As I explained in https://github.com/brave/brave-browser/issues/9837#issuecomment-644477534, it is not computationally feasible to derive other-wallet seedwords from brave seedwords AFAICT. So given that this option isn't on the table, I'm leaning toward option 1.
So are you saving the Brave seed words won't even restore a Brave crypto wallet? Are these seed words completely useless then?
Is there a guide for deriving seed words that will restore the crypto wallet addresses to other wallets?
As I explained in https://github.com/brave/brave-browser/issues/9837#issuecomment-644477534, it is not computationally feasible to derive other-wallet seedwords from brave seedwords AFAICT. So given that this option isn't on the table, I'm leaning toward option 1.

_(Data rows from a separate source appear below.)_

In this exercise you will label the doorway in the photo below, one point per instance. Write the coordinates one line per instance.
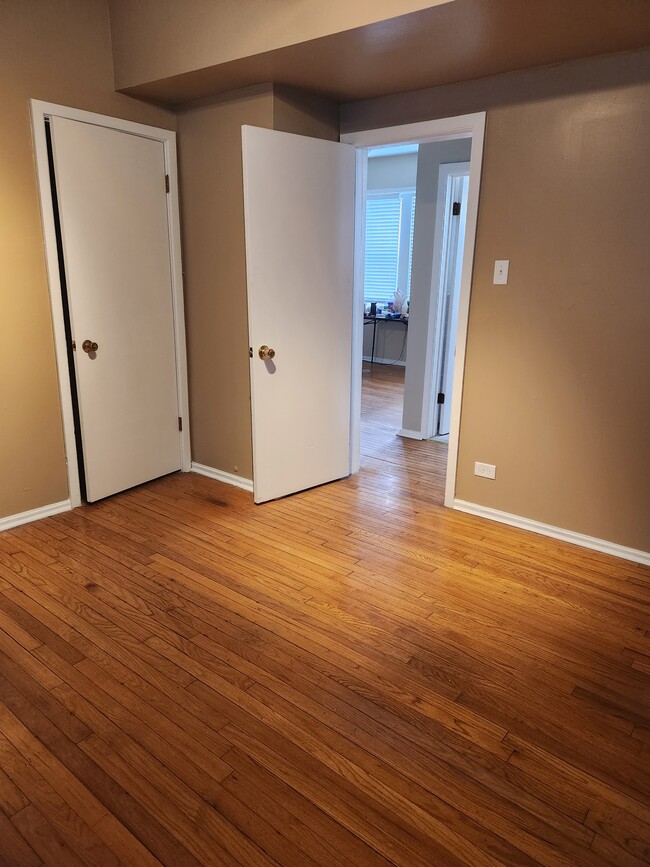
(424, 371)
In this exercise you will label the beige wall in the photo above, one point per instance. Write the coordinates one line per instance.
(154, 39)
(57, 51)
(558, 361)
(214, 257)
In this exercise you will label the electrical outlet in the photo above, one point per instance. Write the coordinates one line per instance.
(486, 471)
(501, 272)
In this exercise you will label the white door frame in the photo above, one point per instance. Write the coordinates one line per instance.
(39, 112)
(464, 126)
(441, 266)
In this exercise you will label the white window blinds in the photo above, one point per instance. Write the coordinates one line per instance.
(389, 224)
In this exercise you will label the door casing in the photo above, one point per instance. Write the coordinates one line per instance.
(463, 126)
(39, 112)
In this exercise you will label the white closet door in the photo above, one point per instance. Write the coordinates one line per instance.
(113, 213)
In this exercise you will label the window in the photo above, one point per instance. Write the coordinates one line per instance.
(390, 219)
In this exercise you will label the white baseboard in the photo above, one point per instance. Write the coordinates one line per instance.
(221, 476)
(390, 361)
(555, 532)
(410, 434)
(35, 514)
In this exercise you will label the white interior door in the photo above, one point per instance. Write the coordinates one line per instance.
(114, 227)
(299, 210)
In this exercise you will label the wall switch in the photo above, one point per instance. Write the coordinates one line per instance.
(501, 272)
(486, 471)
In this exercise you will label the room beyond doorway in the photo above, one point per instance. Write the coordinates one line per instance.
(395, 462)
(442, 130)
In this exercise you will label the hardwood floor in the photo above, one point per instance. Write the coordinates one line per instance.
(349, 676)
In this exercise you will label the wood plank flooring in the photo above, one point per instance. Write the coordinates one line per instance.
(349, 676)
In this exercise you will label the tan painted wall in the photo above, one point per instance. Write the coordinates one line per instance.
(214, 256)
(155, 39)
(558, 361)
(57, 51)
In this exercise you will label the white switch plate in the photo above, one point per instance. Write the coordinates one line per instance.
(486, 471)
(501, 272)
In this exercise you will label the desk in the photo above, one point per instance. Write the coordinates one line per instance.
(374, 320)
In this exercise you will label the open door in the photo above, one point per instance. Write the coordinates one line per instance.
(299, 212)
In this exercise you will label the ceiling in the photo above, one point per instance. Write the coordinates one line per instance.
(459, 41)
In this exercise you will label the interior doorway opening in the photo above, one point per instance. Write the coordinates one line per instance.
(437, 318)
(412, 266)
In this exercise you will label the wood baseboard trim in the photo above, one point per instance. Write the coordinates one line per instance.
(34, 515)
(221, 476)
(591, 542)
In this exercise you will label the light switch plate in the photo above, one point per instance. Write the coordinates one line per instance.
(501, 272)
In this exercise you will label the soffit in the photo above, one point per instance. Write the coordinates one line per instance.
(459, 41)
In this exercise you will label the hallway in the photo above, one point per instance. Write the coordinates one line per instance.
(403, 463)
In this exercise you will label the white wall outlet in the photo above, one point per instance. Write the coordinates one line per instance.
(501, 272)
(486, 471)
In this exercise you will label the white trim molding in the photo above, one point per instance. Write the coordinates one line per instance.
(574, 538)
(34, 515)
(221, 476)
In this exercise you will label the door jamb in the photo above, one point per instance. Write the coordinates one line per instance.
(39, 112)
(464, 126)
(441, 262)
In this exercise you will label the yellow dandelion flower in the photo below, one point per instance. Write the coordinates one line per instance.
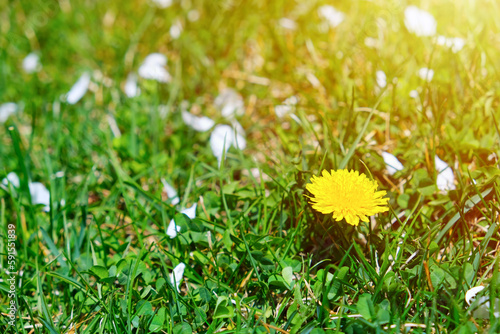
(346, 194)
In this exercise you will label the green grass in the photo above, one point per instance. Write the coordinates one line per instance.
(258, 258)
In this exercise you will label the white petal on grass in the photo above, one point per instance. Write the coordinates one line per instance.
(177, 275)
(31, 63)
(445, 179)
(163, 3)
(288, 23)
(176, 30)
(173, 228)
(153, 68)
(40, 195)
(381, 79)
(193, 15)
(455, 43)
(332, 15)
(230, 103)
(6, 110)
(221, 139)
(483, 303)
(420, 22)
(79, 89)
(131, 89)
(171, 192)
(426, 74)
(13, 179)
(200, 124)
(392, 163)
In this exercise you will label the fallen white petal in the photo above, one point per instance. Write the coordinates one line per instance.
(200, 124)
(392, 163)
(153, 68)
(420, 22)
(171, 192)
(31, 63)
(426, 73)
(332, 15)
(190, 212)
(381, 79)
(445, 179)
(131, 89)
(176, 30)
(40, 195)
(163, 3)
(13, 179)
(229, 103)
(79, 89)
(172, 229)
(6, 110)
(177, 275)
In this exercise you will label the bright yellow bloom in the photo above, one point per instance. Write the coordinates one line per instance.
(346, 194)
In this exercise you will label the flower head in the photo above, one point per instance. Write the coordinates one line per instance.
(346, 194)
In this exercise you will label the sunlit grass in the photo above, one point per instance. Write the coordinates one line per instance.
(286, 90)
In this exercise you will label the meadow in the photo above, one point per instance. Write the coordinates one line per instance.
(159, 158)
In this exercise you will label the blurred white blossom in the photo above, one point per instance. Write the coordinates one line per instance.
(13, 179)
(332, 15)
(426, 74)
(131, 89)
(163, 3)
(288, 23)
(454, 43)
(445, 179)
(31, 63)
(153, 68)
(229, 103)
(6, 110)
(177, 275)
(392, 163)
(420, 22)
(200, 124)
(381, 79)
(176, 30)
(222, 138)
(287, 108)
(79, 89)
(193, 15)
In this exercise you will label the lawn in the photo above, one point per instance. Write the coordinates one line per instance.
(161, 166)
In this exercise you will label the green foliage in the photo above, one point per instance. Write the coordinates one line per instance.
(258, 258)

So are you saving the Brave seed words won't even restore a Brave crypto wallet? Are these seed words completely useless then?
Where did you get this from? I explicitly said above that it will work to restore Brave wallets, but not other wallets, because we designed it without cross-compatibility as a goal.
So is the only option currently to export private keys of each used account with the Brave wallet? Is there currently an export feature, or are we just waiting for metamask to provide the lowercase private key export feature?
So are you saving the Brave seed words won't even restore a Brave crypto wallet? Are these seed words completely useless then?
Where did you get this from? I explicitly said above that it will work to restore Brave wallets, but not other wallets, because we designed it without cross-compatibility as a goal.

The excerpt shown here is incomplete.